Simulation of the exponential distribution
Overview
We simulate 1000 sets of random variables that follow an exponential distribution. Each set will have 40 random variables (i.e. a sample size of 40). The mean and variance of each sample set are compared against the true population mean. Their distributions are compared with the normal distribution.
Simulation (code)
n <- 40 # Set sample size
lambda <- 0.2 # Set exponential distribution rate parameter
nosim <- 1000 # Set number of trials / experiments
meansim <- NULL
varsim <- NULL
# For each sample set, compute the mean and variance.
for(i in 1:nosim) {
meansim <- c(meansim, mean(rexp(n, rate = lambda)))
varsim <- c(varsim, var(rexp(n, rate = lambda)))
}Sample Mean vs Theoretical Mean
The average sample means for 1000 simulations is 5.0266734, while the theoretical population mean is 5 (red vertical line in the historgram). Therefore the average of simulated sample means is very close to the theoretical population mean. Collecting large numbers of samples give a good estimation for the theoretical population mean of an exponential distribution.
Sample Variance vs Theoretical Variance
The average sample means for 1000 simulations is 24.872329, while the theoretical population variance is 25 (red vertical line in the histogram). Therefore the average of simulated sample variances is very close to the theoretical population variance.
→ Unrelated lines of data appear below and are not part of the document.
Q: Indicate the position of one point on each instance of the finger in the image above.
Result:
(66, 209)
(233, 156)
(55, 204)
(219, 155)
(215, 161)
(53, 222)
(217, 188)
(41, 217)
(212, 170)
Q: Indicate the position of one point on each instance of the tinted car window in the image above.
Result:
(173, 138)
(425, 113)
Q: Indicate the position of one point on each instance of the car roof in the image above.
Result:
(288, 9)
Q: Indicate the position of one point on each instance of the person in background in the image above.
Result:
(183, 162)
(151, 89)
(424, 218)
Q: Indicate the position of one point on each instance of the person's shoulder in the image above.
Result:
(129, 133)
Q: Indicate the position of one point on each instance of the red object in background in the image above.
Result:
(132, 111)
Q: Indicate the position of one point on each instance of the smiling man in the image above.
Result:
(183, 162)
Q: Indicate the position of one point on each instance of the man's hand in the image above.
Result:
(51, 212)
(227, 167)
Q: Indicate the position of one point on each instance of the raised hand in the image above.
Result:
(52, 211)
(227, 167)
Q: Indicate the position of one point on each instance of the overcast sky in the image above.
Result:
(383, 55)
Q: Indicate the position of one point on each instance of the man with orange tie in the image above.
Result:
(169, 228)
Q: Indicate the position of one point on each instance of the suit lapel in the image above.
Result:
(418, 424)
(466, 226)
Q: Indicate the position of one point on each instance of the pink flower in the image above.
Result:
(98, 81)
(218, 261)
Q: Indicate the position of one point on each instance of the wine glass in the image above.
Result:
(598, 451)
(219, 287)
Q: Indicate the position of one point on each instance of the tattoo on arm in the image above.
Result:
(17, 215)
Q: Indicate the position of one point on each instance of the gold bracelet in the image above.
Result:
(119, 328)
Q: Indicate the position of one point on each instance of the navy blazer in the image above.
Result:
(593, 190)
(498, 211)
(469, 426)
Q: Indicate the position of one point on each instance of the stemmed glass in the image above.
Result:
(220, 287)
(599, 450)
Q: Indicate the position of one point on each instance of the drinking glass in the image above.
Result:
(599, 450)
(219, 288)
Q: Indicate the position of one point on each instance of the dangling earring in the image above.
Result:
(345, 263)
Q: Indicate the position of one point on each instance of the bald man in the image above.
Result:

Distribution (comparison to normal distribution)
First we simulate 1000 sets of 40-random variables that follow a normal distribution, just as what we did for the exponential distribution.
The means of the normal samples are centered at 4.999637, and has a variance of 25.2336215. These values are close to the means and variances of the exponential samples, which are centered at 5.0266734 and 24.872329 respectively. Visualized through plots:
Both exponentially (red circles) and normally (blue circles) distributed random variables have sample means and variances that are distributed around, and close to the true population mean and variance (black horizontal lines).
To further visualize the distribution of the sample means and variances for both distributions:
## stat_bin: binwidth defaulted to range/30. Use 'binwidth = x' to adjust this.
## stat_bin: binwidth defaulted to range/30. Use 'binwidth = x' to adjust this.
The upper plot indicates that the distribution of sample means look roughly the same for exponentially (salmon colored) and normally (cyan) distributed variables. Both are centered at the population mean 5.
The sample variance distribution for exponentially distributed variables is a little skewed to the left, although still roughly centered at the population mean 25, just as the normally distributed variables do.